Huluhilir.com – Banyaknya keluhan tentang program Makan Bergizi Gratis (MBG) mendapat respon dari DPRD Kabupaten Bojonegoro. Melalui Komisi C, DPRD menggelar audiensi untuk mengevaluasi pelaksanaan program MBG selama bulan Ramadhan.
Audiensi yang berlangsung di Ruang Badan Anggaran DPRD Bojonegoro pada 4 Maret 2026 dipimpin oleh Ketua Komisi C, Ahmad Supriyanto. Turut hadir Ketua DPRD Bojonegoro Abdullah Umar dan Kepala Satgas MBG Bojonegoro yang juga Kepala Dinas Kesehatan Ninik Sumiati.
Dalam forum tersebut, DPRD menghadirkan perwakilan Dinas Kesehatan, Dinas Pendidikan, Koordinator Satuan Pelayanan Pemenuhan Gizi (SPPG) wilayah Bojonegoro, para kepala SPPG se-Kabupaten Bojonegoro, serta Ketua DPC Persatuan Ahli Gizi Indonesia (Persagi) Bojonegoro untuk membahas perbaikan komposisi menu MBG agar tetap memenuhi kebutuhan gizi siswa yang menjalankan ibadah puasa.

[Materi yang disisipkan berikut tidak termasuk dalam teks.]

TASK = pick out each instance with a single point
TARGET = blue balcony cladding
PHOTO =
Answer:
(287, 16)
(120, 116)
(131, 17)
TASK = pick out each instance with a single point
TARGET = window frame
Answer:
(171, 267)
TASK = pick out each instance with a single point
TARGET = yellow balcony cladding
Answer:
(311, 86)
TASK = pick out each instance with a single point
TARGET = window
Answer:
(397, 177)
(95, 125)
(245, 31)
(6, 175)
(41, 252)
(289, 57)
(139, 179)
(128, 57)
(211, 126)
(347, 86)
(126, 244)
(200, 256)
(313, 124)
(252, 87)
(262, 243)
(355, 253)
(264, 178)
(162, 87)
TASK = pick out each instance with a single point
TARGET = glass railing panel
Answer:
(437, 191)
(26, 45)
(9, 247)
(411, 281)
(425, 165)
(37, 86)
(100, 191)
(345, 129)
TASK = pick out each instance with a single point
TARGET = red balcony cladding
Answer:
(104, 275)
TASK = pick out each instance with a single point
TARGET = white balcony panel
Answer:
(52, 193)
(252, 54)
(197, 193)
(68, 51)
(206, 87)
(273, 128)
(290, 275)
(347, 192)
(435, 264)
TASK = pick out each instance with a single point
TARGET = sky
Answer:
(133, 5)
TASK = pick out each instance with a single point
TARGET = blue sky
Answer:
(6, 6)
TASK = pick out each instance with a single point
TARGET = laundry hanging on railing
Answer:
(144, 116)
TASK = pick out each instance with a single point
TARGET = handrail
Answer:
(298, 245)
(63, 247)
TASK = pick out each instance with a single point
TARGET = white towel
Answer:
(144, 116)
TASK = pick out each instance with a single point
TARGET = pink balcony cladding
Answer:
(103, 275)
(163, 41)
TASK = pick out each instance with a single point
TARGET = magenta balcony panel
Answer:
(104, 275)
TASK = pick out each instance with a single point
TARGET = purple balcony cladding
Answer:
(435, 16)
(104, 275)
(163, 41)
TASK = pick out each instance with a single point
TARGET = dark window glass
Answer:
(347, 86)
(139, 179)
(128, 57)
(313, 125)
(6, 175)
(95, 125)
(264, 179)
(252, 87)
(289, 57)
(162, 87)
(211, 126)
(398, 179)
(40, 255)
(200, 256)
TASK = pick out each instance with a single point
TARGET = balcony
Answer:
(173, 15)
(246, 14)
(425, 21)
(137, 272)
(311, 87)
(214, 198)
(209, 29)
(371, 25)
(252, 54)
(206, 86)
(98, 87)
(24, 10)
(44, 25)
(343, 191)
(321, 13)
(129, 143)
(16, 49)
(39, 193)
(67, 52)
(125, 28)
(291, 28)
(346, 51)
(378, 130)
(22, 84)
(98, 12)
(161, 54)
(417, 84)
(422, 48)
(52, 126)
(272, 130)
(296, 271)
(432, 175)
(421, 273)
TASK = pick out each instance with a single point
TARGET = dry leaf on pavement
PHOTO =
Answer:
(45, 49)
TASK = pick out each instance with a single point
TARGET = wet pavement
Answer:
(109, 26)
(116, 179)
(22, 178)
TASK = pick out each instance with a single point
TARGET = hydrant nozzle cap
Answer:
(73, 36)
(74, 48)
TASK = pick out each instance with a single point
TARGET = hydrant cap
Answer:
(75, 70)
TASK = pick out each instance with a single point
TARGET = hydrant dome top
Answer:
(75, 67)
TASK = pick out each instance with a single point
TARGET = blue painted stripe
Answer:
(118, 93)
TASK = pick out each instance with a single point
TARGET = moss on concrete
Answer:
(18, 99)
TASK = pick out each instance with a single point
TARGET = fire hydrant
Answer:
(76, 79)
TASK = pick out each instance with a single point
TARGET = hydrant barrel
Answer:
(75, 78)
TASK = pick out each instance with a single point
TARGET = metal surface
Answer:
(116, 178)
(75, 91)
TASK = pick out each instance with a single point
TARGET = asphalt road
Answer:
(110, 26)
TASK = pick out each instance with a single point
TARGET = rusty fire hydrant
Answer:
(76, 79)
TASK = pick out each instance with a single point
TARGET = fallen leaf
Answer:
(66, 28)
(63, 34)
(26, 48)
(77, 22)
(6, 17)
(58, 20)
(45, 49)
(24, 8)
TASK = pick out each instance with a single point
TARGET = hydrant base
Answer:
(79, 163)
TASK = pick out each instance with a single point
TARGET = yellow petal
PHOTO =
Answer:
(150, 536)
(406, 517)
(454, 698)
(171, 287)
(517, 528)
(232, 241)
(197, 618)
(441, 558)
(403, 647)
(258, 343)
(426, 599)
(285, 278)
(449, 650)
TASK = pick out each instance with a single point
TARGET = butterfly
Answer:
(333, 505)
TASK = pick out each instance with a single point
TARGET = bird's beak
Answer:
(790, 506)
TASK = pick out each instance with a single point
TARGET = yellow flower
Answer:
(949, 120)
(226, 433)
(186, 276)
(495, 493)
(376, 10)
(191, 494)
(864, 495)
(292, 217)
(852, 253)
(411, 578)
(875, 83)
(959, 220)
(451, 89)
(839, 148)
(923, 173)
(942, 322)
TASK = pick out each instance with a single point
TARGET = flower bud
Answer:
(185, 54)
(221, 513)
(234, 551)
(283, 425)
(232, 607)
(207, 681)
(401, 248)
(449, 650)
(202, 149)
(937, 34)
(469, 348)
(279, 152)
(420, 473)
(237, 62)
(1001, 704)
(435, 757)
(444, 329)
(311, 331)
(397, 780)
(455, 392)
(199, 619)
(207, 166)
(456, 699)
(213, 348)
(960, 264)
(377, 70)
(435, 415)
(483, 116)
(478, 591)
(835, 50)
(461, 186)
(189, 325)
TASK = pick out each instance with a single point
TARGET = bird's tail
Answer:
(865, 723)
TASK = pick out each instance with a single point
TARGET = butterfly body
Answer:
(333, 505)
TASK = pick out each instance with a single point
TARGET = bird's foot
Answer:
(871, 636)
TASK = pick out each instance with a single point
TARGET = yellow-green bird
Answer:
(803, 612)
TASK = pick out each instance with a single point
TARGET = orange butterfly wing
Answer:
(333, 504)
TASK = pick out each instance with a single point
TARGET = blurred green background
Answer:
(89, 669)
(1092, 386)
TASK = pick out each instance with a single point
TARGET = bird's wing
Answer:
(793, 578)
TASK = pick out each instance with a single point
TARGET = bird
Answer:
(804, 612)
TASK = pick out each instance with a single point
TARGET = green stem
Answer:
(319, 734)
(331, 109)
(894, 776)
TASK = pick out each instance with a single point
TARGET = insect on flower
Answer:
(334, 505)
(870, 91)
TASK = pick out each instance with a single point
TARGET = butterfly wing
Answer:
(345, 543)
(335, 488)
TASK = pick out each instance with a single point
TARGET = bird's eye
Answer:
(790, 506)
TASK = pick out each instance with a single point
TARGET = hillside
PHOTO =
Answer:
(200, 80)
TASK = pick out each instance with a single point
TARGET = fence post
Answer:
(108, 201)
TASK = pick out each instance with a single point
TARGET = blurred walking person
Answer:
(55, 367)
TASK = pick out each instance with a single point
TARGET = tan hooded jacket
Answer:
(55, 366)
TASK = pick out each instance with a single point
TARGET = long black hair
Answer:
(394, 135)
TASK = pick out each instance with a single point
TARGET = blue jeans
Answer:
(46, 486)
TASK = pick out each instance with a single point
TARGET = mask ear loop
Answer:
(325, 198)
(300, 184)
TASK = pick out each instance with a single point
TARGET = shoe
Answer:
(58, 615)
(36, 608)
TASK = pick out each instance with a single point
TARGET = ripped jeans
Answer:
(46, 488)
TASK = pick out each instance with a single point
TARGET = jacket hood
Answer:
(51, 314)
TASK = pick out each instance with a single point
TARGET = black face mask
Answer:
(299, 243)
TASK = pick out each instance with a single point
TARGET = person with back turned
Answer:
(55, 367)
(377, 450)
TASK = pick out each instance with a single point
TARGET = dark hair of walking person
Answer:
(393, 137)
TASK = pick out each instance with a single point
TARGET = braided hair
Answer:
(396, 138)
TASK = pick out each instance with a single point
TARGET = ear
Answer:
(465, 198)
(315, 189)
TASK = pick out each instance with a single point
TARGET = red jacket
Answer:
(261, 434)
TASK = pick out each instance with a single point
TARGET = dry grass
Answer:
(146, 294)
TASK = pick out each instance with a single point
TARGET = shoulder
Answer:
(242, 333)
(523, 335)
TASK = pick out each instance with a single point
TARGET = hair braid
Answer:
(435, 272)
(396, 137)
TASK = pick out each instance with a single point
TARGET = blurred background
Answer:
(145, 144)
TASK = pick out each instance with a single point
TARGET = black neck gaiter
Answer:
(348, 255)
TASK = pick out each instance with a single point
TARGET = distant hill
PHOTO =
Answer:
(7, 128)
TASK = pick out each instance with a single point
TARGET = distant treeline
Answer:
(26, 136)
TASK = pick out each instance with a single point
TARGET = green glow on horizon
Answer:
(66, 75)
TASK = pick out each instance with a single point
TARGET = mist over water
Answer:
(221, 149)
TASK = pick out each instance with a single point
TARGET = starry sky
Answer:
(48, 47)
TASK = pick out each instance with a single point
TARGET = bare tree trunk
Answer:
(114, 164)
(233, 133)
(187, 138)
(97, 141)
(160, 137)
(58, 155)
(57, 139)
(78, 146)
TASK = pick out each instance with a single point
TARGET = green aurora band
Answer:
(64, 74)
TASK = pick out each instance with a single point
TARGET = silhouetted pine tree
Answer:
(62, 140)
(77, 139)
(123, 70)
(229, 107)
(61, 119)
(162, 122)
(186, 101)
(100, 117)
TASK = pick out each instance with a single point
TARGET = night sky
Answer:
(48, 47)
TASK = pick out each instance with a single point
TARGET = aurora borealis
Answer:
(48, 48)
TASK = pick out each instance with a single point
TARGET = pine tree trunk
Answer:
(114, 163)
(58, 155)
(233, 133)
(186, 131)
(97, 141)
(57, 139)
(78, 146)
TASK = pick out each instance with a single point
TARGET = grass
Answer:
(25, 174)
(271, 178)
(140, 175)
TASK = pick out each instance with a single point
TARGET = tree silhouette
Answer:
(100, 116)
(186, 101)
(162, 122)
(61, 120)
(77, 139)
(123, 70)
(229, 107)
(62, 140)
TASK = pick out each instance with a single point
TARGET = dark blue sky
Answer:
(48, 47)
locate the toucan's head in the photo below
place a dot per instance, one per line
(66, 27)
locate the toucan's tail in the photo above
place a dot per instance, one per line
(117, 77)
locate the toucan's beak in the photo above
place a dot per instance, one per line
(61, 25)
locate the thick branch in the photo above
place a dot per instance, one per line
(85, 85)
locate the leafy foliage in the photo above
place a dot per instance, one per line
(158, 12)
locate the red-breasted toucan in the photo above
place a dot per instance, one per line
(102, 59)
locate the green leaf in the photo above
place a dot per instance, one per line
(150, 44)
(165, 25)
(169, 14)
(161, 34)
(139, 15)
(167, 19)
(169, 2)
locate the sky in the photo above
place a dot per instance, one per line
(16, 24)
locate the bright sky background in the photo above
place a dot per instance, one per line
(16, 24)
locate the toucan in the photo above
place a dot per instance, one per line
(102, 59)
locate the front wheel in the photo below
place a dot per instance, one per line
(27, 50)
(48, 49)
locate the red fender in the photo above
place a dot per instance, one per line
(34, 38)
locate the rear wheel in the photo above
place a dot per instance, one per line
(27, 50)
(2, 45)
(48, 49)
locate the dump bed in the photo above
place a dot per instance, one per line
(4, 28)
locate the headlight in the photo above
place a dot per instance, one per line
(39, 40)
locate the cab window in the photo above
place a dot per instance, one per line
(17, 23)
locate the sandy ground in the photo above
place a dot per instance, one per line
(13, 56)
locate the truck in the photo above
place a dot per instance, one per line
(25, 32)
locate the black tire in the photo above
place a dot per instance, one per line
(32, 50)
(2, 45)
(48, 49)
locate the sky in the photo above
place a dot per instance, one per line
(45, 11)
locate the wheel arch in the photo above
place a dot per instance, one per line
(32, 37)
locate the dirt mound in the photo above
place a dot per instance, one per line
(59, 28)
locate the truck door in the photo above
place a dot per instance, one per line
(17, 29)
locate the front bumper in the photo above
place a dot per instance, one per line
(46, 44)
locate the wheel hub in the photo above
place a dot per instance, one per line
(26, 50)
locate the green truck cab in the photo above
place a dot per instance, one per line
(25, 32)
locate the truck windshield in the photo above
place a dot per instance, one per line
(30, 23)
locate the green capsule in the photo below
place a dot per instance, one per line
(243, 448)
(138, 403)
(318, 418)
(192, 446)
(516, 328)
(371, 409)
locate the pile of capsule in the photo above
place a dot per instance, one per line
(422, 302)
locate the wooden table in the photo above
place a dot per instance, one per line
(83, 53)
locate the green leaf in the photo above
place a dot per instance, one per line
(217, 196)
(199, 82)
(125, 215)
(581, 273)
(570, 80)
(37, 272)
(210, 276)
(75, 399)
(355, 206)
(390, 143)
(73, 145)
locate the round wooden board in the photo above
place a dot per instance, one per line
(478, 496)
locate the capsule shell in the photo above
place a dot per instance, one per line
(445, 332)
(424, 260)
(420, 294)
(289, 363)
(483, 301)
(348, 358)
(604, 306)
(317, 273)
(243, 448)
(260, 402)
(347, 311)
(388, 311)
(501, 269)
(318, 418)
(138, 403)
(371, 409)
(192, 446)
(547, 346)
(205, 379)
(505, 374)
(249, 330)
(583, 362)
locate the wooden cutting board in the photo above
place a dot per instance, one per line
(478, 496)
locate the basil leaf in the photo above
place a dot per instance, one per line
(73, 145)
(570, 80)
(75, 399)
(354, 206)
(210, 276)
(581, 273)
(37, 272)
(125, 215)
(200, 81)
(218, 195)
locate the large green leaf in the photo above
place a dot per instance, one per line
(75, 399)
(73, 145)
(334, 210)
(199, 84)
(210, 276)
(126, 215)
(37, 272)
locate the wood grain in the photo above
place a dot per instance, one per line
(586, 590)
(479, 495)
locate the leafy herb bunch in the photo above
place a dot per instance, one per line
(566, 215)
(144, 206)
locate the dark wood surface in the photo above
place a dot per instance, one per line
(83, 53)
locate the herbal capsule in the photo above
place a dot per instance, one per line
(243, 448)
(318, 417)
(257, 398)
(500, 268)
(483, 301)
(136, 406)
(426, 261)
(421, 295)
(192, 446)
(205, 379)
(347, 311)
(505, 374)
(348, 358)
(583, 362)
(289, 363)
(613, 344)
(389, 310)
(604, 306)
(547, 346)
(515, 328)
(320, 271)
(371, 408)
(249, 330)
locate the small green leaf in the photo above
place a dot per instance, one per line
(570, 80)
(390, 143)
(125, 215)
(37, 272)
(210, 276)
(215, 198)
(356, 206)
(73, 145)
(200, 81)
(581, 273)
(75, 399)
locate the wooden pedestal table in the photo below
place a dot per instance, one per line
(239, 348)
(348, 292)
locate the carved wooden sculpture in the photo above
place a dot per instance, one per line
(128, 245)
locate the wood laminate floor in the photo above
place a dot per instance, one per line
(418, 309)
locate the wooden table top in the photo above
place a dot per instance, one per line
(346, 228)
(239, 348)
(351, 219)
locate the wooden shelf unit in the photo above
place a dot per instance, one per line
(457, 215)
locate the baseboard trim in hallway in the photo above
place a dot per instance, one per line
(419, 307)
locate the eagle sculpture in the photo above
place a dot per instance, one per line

Seperti dikutip dari laman Sekretaiat DPRD Bojonegoro, Ketua Komisi C DPRD Bojonegoro, Ahmad Supriyanto, menegaskan evaluasi perlu dilakukan agar program prioritas Presiden Prabowo Subianto tersebut dapat berjalan optimal di daerah.
“Audiensi atau rapat kerja hari ini merupakan tindak lanjut dari saran, masukan, dan kritik masyarakat terkait menu Makan Bergizi Gratis selama bulan Ramadhan,” ujarnya.
DPRD menekankan bahwa selama Ramadhan, menu MBG harus tetap memperhatikan kecukupan gizi sekaligus menyesuaikan waktu konsumsi bagi siswa yang berpuasa. Koordinasi lintas instansi dan penyedia layanan gizi dinilai menjadi kunci agar pelaksanaan program berjalan lebih maksimal dan tepat sasaran.
Meski merupakan program pemerintah pusat, DPRD Bojonegoro menegaskan bahwa pemerintah daerah memiliki tanggung jawab moral untuk turut menyukseskannya. DPRD juga meluruskan persepsi masyarakat terkait besaran anggaran MBG, bahwa biaya per porsi tidak sebesar Rp15.000 seperti yang berkembang di publik, melainkan sekitar Rp8.000 untuk porsi kecil dan Rp10.000 untuk porsi besar.
Dalam audiensi tersebut, Persagi Bojonegoro menyampaikan bahwa menu MBG harus memenuhi komposisi gizi seimbang yang mencakup makanan pokok, protein hewani, protein nabati, dan buah. Namun, berdasarkan temuan di lapangan, masih terdapat penyedia yang menyajikan menu praktis seperti telur rebus hampir setiap hari sebagai sumber protein hewani.
Persagi juga menyoroti aspek ketahanan makanan atau holding time. Makanan basah umumnya hanya bertahan sekitar enam jam, sedangkan makanan kering dapat bertahan lebih dari 12 jam. Hal ini menjadi perhatian penting agar kualitas makanan tetap terjaga hingga waktu konsumsi.